Here, despite his experience in Bermuda, Hopkins petitions to have the company stay there. This time the captain makes the safe decision and they anchor there. He becomes one of the 41 signers of the Mayflower Compact. It is late in the year and the colonist must find a place to settle soon. As one of only three passengers who have been to the new world before, he is a leader on this expedition The women are left on board while the men begin to scout the coast. On December 6th Stephen is one of only ten men willing to brave the weather to continue scouting the coast, when they are attacked by Indians. No one is harmed however, and they row on into a storm that breaks the rudder hinges, and mast. On December 11th they finally find "Thievish Harbor" where there is fresh water and no sign of natives. Here, the landing at Plymouth Rock takes place.

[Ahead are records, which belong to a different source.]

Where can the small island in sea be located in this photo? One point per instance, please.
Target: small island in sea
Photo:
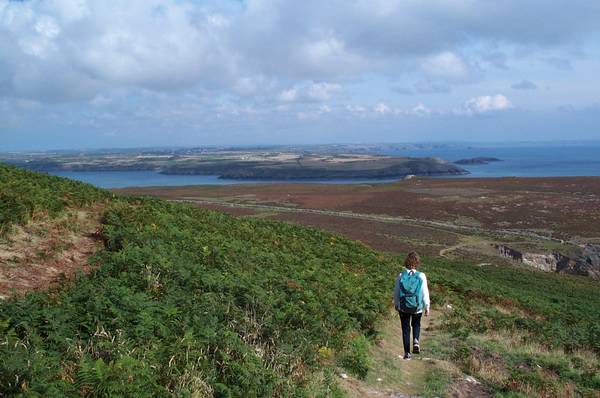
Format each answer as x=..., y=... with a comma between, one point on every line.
x=477, y=160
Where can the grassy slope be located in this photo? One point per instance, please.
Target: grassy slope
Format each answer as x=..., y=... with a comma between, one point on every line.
x=520, y=331
x=196, y=303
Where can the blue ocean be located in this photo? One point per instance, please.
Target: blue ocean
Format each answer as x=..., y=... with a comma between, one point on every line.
x=516, y=161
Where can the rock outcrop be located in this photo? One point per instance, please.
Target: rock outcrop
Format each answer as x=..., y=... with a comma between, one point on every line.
x=587, y=263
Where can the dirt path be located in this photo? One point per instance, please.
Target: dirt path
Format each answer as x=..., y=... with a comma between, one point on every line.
x=392, y=376
x=38, y=254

They spend the winter aboard the Mayflower as shelter is being built on shore. This time around however, Stephen does not escape the starving time. The woman were hit hardest with only 4 of the 18 surviving, by some miracle all the Hopkins family and servants were spared. One settler recorded that at times there were no more than 7 people of sound mind "who to their great commendations spared no pains night or day, but with abundance of toil and hazard to their own health, fetched them wood, made them fires, dressed them meat, made their beds, washed their loathsome clothes, clothed and unclothed them."

When the Mayflower departed for England in early April not one of the pilgrims chose to return to England. 
Hopkins was a great asset to the community. He was adept at fishing and hunting, and because of his previous experience as a colonist, he acted as a liaison to the local Indians, often welcoming them into his own home. One native, Squanto, lived with the Hopkins family. Squanto's stay was essential in helping the colonists form allies with native tribes.

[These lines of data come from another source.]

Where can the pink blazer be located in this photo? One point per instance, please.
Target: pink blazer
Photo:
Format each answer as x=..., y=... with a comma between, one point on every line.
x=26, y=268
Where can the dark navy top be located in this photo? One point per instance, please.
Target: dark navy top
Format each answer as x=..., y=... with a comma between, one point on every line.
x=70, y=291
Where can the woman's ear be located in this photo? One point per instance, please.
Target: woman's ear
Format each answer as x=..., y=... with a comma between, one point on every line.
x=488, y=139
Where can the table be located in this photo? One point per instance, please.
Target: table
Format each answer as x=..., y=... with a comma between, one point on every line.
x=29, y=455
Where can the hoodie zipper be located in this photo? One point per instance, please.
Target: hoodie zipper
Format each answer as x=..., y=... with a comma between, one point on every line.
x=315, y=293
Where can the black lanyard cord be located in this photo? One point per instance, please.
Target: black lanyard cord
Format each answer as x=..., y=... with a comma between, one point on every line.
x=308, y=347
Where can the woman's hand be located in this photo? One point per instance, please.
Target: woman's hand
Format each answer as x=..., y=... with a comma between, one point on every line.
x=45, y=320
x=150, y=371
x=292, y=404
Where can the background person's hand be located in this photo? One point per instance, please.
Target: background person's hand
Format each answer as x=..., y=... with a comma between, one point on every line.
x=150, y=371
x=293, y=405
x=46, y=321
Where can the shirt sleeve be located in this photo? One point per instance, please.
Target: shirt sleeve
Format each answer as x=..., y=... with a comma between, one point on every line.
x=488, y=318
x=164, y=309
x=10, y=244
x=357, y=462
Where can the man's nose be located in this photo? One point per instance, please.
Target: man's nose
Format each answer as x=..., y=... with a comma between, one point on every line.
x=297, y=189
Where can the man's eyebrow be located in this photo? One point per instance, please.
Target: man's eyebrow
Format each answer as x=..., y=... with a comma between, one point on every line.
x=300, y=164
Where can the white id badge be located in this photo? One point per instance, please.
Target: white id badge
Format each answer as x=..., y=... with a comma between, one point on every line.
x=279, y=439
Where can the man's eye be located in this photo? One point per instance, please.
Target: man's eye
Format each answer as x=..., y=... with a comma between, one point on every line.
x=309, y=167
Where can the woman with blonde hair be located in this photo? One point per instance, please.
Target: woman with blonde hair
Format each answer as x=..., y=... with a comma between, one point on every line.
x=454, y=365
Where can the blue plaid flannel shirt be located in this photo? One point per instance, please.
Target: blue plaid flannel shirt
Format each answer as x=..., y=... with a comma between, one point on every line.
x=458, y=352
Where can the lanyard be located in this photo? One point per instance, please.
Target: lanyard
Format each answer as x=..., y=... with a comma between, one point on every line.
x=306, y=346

He was not exactly a model citizen though. He was fined 5 pounds for the beating of John Tisdale, he was fined for serving alcohol on Sunday, allowing his friends to become drunk, and allowing servants to drink and play shuffle board. He was also convicted of price gouging and even landed in jail. His jail term came because "his indentured servant, Dorothy Temple, was pregnant by a man who had been hung for murder. She was whipped for having a bastard child, but then she had nowhere to live. The court ordered Hopkins, as her owner, to be responsible for her support for the duration of her contract. Hopkins wanted to resolve the matter on his own terms without a court order, and he was found to be in contempt. He spent four days in jail until John Holmes agreed to take Temple and her son to live with him for the payment of £3, relieving Hopkins of his obligation."

Hopkins died sometime in 1644 at the age of 63 as a wealthy man. He willed to his children "his house, many animals and 'movable goods' such as books, rugs, flannel sheet, a frying pan, fire shovel, butter churn, two wheels, a cheese rack, scale and weights and four skins."